Some people would have felt like they’d already achieved a lifetime of success at this point. But Rev. Rice went on to organize and serve as pastor for churches in Eureka, Independence, El Dorado, Augusta, Marton, Chetopa, Baldwin, Hartford, Americus, Pleasanton, Burlington, Ottawa, Douglas, and Burlingame. All this at a time when the distance between Emporia and Topeka was still two days by horseback. The “Pioneer Preacher,” as the Emporia Weekly Gazette called him, retired after delivering his final sermon in Baldwin in 1904, with fifty years of preaching behind him.
And yet he and Lucy still didn’t settle down.
In fact, they moved again, this time to Hartford, which became home base for their broader travels. Their children, it turned out, were also adventurers, and the Rices traveled frequently to New York City, Detroit, and Spokane to visit them. In 1914, the Rices moved again, this time to live with their son, Rev. E.M. Rice, in Eureka.
Cyrus and Lucy Rice are not likely to appear in any broad academic books about the history of Kansas.
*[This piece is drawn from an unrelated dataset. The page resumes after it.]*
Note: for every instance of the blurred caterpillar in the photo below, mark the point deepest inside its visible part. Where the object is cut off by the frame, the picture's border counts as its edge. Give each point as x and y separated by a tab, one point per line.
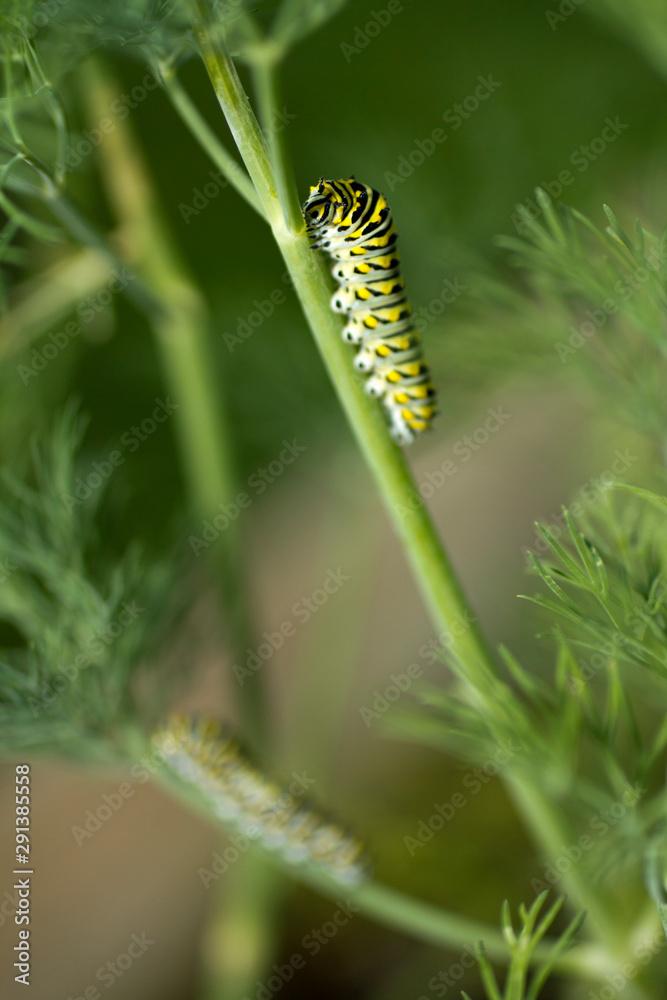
199	753
353	223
And yet they played an integral part in establishing social bonds in more than a dozen fledgling communities, something they probably could not have done had Cyrus taken over his father’s medical practice in Tennessee, or on Lucy’s family farm in Missouri.
The legacy of the Rice family lives on in each of the communities they touched, even if the current residents of those cities and towns have no idea who Cyrus and Lucy Rice were. But in Emporia, were several members of the Rice family are buried, there is a monument with just enough information to let passersby know that if nothing else, their time in Kansas brought them a measure of success.

The headstone honoring Rev. and Lucy Rice, a pair of Emporia's earliest citizens, photographed in the summer of 2010.